Coragem é ir com medo, Navalny e os portugueses

A defesa da Justiça, e do seu papel central numa República e como garante do Estado de Direito, passa pelo reconhecimento da sua importância.

Em agosto de 2020, o ativista russo Alexei Navalny sentiu-se mal durante um voo entre a Sibéria e Moscovo. Depois de dois dias internado num hospital em Omsk, foi transferido para o histórico hospital ‘Charite’, em Berlim, onde foi tratado por um envenenamento com um agente nervoso, Novichok. Ficou na Alemanha até ao início de 2021, quando regressou à Rússia.

O regresso de Navalny surpreendeu o mundo. Poderia ter um exílio confortável como oferecido pela Alemanha e França. À chegada foi detido para cumprimento de uma pena de prisão que passara de suspensa para efetiva, exatamente para impedir o retorno.

O falecimento de Alexei Navalny na prisão causou comoção no ‘ocidente’, com manifestações públicas e tomadas de posição por parte dos governos. Em sociedades de conforto, nas quais quase ninguém está disposto a sacrificar quase nada, seja o conhecido pelo desconhecido, e mesmo que tal seja o que ‘o coração mande’, o exemplo de alguém que morre pelo que defende tem de causar paixão.

Navalny não é exemplo único. Há, um pouco por todo o mundo, exemplos de pessoas comuns capazes de se elevar acima do medo. O problema é serem exceção. Veja-se como, no nosso país, a cobardia da generalidade dos políticos (salvo honrosas exceções), impede de afirmar que os últimos meses retiraram qualquer autoridade moral à Procuradora-Geral da República.

As decisões recentes dos juízes de instrução, que recusam fazer ‘corta e cola’ das promoções do Ministério Público, apenas chocam os que estiveram durante anos (muitos anos) distraídos com os abusos que põem em causa o Estado de Direito Democrático. Louva-se a coragem do ex-procurador-geral, Cunha Rodrigues, que tem dito como ‘o Rei vai nu’. Talvez assim se perceba a importância dos senadores numa República!

Não podemos admirar o exemplo dos corajosos e ‘ficar nas encolhas’ perante a prepotência na nossa casa. A Justiça é o recurso dos fracos perante a prepotência dos fortes, não podemos permitir que as instituições judiciais se tornem reduto de prepotentes.

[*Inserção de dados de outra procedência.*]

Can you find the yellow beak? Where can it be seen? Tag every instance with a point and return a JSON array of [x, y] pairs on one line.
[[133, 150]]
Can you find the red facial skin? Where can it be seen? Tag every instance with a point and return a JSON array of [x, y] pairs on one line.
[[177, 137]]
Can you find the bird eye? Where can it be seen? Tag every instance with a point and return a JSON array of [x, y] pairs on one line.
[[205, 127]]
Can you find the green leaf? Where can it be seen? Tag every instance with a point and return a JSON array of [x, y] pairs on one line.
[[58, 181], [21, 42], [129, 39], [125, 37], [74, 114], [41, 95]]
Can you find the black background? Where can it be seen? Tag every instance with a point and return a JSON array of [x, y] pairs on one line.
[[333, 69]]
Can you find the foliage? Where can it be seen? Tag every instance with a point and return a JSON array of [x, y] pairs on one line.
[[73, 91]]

A defesa da Justiça, e do seu papel central numa República e como garante do Estado de Direito Democrático, passa pelo reconhecimento da sua importância. A defesa da Justiça, e da sua independência, faz-se através da transparência e do escrutínio das suas decisões por quem lhe confere poder: o Povo. No caso, através da Assembleia da República, a casa do Povo.
Nenhuma República moderna subsiste sem cumprir uma regra mínima de transparência e escrutínio das suas decisões. Os tempos da Justiça não podem ser desculpa para violação desta regra. Os poderes públicos são por natureza escrutináveis.

Nas últimas semanas um presidente de Câmara esteve detido sem culpa formada durante 6 dias, saindo sem qualquer medida de coação. Os arguidos da ‘Madeira’ vieram transferidos para a ‘Metrópole’ em avião militar e estiveram 21 dias detidos sem culpa formada. Isto não é admissível e não é suportável que não seja explicado.
Churchill dizia que «a coragem é a maior das qualidades humanas, pois é ela que garante todas as outras». Coragem não é não ter medo, é avançar com medo.

Os candidatos a primeiro-ministro podem arranjar as desculpas que quiserem para não discutir aprofundadamente as matérias de Justiça nesta campanha. A maior razão para tal reside na cobardia. Tudo o que menos precisamos é ter um primeiro-ministro cobarde.